First, he and his colleagues created a mathematical model that would predict how light would pass through a mother’s tissues, and what different images would look like to a fetus. Next, they used their model to calibrate two images—an upright triangle of red dots, and an inverted one. They shone these patterns into the bellies of 39 pregnant women, and then slowly moved the lights to the side. And using ultrasound, they could see that the fetuses would turn their heads.

They didn’t always do so, though. They were more than twice as likely to track the movement of the upright face-like triangle than the inverted one—exactly the same pattern you find in newborn babies. ‘This tells us that the fetus isn’t a passive processor of environmental information,” says Reid. ‘It’s an active responder.’”

Such news should make us sit back and think. We live in an age where science is making huge strides in many areas. Such strides are fascinating and often beneficial – but they can also appear a bit gray at times, as in the case with the human pig, the three-parent baby, and other scenarios.

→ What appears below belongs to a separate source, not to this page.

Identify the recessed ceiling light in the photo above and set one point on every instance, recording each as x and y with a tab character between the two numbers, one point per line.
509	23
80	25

As C.S. Lewis noted in The Abolition of Man, such tinkering can have severe consequences for mankind:

“We reduce things to mere Nature in order that we may ‘conquer’ them. … The price of conquest is to treat a thing as mere nature. … The wrestling of powers from Nature is also the surrendering of things to Nature. As long as this process stops short of the final stage we may well hold that the gain outweighs the loss. But as soon as we take the final step of reducing our own species to the level of mere Nature, the whole process is stultified, for this time the being who stood to gain and the being who has been sacrificed are one and the same. … [O]nce our souls, that is, ourselves, have been given up, the power thus conferred will not belong to us. We shall in fact be the slaves and puppets of that to which we have given our souls.”

Hearing the latest research of how intelligent and how responsive humans are even before they see the light of day should cause us to view Lewis’ words with fresh eyes. In experiments, such as those mentioned above, we seem to treat young life as a thing of “mere nature.”

Judging from Lewis’ insights, that doesn’t seem like a path that the prudent should wish to pursue.